Finally got her on a DC Biddy but wanted to get her a Pandora (couldn't find one). She would not have liked the Pandora. she's a chick, the graphics are all she has to go on (I did the research).

Get her on a softer alt camber board. So much easier. My wife loves it and gets it now.


----------



## 03SVTCobra (Mar 31, 2012)

Heritage and Proto are on my hit list as soon as I can order!


----------



## CheeseForSteeze (May 11, 2011)

Best art on the Summit, Premier F1, Lotus and Infinity. I do like the sleek, minimalist designs of the SL/Legacy, Raptor/X and Heritage/X. I think the Proto CT looks like the back-splash modern design you'd see in a power point presentation or on a corporate website; weak.

The Cobra still looks really lame, IMO. Something about the logo just looks silly. It has too much detail, too many textures. It just doesn't fit.


----------



## sabatoa (Jan 18, 2011)

howeh said:


> The Heritage looks sweet, as does the SL, but I'm glad I picked up the 2012 Legacy... do not like the look of the 2013.

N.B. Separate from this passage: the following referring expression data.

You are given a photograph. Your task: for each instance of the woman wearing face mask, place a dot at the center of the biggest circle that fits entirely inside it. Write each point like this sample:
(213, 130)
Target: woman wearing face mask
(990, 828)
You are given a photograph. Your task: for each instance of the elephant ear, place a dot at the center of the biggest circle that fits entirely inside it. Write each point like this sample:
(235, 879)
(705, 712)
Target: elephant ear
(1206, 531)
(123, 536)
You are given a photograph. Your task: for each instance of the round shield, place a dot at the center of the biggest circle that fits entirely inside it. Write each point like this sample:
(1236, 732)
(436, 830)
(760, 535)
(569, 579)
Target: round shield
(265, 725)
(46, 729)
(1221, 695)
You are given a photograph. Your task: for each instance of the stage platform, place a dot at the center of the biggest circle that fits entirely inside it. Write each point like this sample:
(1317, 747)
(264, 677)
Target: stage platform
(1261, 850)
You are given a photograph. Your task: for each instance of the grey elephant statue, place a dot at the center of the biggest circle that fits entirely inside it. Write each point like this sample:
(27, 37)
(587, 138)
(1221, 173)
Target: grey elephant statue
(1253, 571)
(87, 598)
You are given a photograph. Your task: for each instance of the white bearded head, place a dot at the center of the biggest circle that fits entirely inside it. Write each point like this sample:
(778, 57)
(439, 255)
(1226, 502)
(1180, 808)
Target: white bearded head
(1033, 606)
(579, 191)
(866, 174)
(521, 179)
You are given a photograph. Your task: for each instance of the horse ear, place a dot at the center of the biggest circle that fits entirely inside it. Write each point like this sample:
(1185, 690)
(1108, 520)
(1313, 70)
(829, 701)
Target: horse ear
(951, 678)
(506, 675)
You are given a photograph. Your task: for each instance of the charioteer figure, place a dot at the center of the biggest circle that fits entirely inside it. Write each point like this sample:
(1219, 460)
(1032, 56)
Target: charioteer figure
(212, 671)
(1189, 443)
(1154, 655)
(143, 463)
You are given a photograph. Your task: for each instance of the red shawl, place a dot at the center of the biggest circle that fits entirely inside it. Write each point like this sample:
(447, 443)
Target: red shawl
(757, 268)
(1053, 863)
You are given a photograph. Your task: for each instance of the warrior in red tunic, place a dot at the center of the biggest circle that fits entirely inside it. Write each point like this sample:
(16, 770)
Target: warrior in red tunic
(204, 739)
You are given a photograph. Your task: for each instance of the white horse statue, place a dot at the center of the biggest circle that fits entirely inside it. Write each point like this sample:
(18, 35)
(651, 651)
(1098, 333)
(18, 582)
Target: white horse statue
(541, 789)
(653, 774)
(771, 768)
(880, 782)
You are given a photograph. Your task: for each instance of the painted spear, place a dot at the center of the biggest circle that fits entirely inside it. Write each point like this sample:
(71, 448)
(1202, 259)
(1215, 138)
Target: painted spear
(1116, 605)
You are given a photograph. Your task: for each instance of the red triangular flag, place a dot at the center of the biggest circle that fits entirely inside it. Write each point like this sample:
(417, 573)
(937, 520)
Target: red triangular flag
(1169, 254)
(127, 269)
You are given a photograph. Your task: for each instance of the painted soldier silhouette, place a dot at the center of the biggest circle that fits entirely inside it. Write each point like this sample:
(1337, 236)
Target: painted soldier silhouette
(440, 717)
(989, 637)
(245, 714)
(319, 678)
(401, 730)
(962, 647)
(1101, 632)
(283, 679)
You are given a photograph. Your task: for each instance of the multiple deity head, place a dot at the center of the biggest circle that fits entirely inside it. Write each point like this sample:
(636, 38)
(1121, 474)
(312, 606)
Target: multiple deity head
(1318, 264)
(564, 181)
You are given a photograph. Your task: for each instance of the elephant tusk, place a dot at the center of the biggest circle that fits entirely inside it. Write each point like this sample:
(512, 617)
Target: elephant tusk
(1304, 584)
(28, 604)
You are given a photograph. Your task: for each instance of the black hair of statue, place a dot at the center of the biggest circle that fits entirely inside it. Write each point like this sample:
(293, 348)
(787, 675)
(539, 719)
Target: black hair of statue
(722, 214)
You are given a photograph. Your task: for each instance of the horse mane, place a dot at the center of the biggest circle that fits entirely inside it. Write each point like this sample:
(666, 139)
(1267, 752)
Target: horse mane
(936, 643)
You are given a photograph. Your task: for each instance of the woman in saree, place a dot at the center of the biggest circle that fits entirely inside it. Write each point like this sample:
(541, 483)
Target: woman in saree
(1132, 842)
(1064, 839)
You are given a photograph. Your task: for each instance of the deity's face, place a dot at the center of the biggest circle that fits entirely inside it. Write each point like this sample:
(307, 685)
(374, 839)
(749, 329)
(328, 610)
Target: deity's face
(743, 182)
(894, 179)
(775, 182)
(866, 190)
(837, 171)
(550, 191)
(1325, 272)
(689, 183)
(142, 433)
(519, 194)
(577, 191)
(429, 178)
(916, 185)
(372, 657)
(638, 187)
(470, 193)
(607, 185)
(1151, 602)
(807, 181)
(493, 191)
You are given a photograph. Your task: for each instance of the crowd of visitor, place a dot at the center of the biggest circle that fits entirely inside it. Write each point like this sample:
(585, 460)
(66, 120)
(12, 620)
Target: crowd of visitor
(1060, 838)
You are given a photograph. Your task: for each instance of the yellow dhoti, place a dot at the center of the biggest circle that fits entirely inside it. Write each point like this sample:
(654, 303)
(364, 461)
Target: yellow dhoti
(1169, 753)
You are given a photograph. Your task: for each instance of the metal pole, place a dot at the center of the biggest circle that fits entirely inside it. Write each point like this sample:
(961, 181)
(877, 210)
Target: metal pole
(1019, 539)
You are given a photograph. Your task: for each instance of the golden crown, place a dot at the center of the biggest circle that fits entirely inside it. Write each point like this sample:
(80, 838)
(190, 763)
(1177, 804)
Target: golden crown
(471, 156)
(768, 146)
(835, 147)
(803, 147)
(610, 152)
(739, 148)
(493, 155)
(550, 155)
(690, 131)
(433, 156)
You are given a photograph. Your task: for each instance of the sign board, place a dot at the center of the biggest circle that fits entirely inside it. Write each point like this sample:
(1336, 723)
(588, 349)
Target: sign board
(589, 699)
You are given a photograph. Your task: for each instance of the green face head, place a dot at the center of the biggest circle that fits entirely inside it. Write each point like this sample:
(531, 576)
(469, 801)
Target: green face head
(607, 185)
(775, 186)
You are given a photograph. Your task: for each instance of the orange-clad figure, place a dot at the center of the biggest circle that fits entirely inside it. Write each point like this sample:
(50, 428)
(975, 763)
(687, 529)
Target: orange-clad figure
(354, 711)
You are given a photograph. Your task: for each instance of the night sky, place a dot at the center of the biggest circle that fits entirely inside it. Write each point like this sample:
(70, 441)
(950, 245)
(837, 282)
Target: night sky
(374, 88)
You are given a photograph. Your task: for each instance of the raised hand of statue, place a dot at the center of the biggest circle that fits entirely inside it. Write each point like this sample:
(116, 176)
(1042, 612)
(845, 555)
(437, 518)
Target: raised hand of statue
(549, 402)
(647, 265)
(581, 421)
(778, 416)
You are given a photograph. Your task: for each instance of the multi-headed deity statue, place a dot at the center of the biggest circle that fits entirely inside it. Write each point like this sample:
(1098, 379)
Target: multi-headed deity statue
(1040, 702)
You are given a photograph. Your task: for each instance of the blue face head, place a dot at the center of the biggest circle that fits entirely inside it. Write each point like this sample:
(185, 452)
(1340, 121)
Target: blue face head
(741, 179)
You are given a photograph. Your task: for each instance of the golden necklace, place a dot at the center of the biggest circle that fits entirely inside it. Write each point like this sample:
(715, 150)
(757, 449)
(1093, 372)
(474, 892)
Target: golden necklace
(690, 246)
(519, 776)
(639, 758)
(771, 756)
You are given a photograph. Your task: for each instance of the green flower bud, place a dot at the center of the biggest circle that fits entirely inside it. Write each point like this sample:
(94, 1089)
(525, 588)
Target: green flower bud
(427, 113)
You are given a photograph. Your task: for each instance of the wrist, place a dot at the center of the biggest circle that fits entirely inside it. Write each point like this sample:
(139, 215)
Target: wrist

Yeah, me too. I was thinking the same thing. I got the 2012 in white and I love it.


----------



## mixie (Mar 29, 2011)

dreampow said:


> How can I convince her she'll have much more fun on it and it'll be much easier for her to initiate turns:dunno:.




You can't. And it's not just a chick thing. I got a buddy who rides a 174 posi camber plank with a forward stance. Don't get me started... and he is always telling me that my board is too short (153) and my back binding is whack. (I ride duck) sigh.....

However, I suggest buying a 157 lotus and just force her to try it. If she hates it, sell it to me!!! I need a pow board. 


I wish all the boards had the logo on the base instead of saying never summer. It looks so much nicer.


----------



## lernr (Feb 3, 2012)

Is NS scaling back on splits? That would be unfortunate.

BTW, I couldn't care if they used one graphic on all boards, and if the boards were all black or yellow or blue, whatever. This would actually be even classy, and wouldn't look cheap. Nothing against a cool graphic, just saying


----------



## linvillegorge (Jul 6, 2009)

lernr said:


> Is NS scaling back on splits? That would be unfortunate.
> 
> BTW, I couldn't care if they used one graphic on all boards, and if the boards were all black or yellow or blue, whatever. This would actually be even classy, and wouldn't look cheap. Nothing against a cool graphic, just saying


Definitely not scaling back. They're relatively recent into the production split game. Prior to the last couple of years, all splits were special order items.


----------



## dreampow (Sep 26, 2011)

mixie said:


> You can't. And it's not just a chick thing. I got a buddy who rides a 174 posi camber plank with a forward stance. Don't get me started... and he is always telling me that my board is too short (153) and my back binding is whack. (I ride duck) sigh.....
> 
> However, I suggest buying a 157 lotus and just force her to try it. If she hates it, sell it to me!!! I need a pow board.
> 
> ...


She rides a 144 so a 157 will be a bit of a handful.

I prefer the logo to the text too.


----------



## Slush Puppie (Aug 15, 2011)

What happened to the SL? Very different design than the test board I saw in Jan with red/yellow top sheet. The Proto looks a bit better in person. Pretty dull but Ok.


----------